To tie everything together, different prompt optimizations will be compared. The following table summarizes the outcomes of answer generation for the basic strategy with the parameters mentioned earlier:
chunk_size = 256
chunk_overlap = 0
limit = 8
Image 1 - Prompt optimization impact on answer generation backed by basic strategy
Applying these prompt optimizations to other strategy configurations with larger context yields even better results. One such strategy is auto-merging, whose chosen configuration operates with a minimum context size of 2,048 tokens and a maximum context size of 8,192 tokens, using the following parameters:
chunk_size = 1024
child_chunk_size = 128
child_chunk_overlap = 0
merging_threshold = 0.25
limit = 16
Image 2 - Prompt optimization impact on answer generation backed by auto-merging strategy
Two prompt optimization techniques were thoroughly examined. The initial zero-shot prompt struggled with many unanswered, i.e. null
, responses. Since the goal is to maximize answered questions, the results were not feasible.
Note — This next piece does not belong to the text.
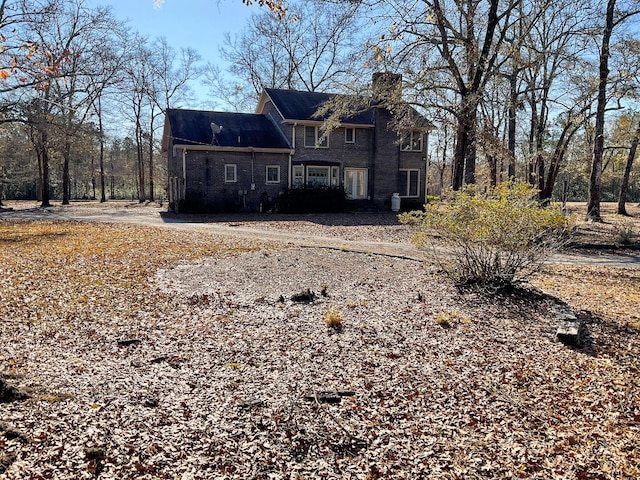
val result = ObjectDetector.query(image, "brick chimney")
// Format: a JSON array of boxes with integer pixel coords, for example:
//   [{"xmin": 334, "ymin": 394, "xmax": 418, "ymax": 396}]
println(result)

The shift to a JSON-based prompt format yielded significant improvements, particularly in presenting the context as a list of distinct, relevant chunks (contexts). This organization enhanced the LLM’s reasoning by preventing chunks from being blended, thereby simplifying data extraction.
In-context learning examples were incorporated to fix incorrectly formatted outputs and were easily adapted to the JSON format. Yet, the use of examples can lead to negative side effects, as the LLM may extrapolate unwanted behaviors.
Ultimately, providing well-structured prompts is critical, particularly when dealing with long and noisy contexts.
Optimizing prompts for Large Language Models (LLMs) in Retrieval-Augmented Generation (RAG) systems is crucial for reducing hallucinations and enhancing context alignment. Clear instructions and a structured JSON-based prompt design effectively separate context chunks, while few-shot learning examples improve response quality and eliminate formatting errors. Extensive testing demonstrates that well-structured prompts significantly boost performance, especially when handling lengthy and complex contexts.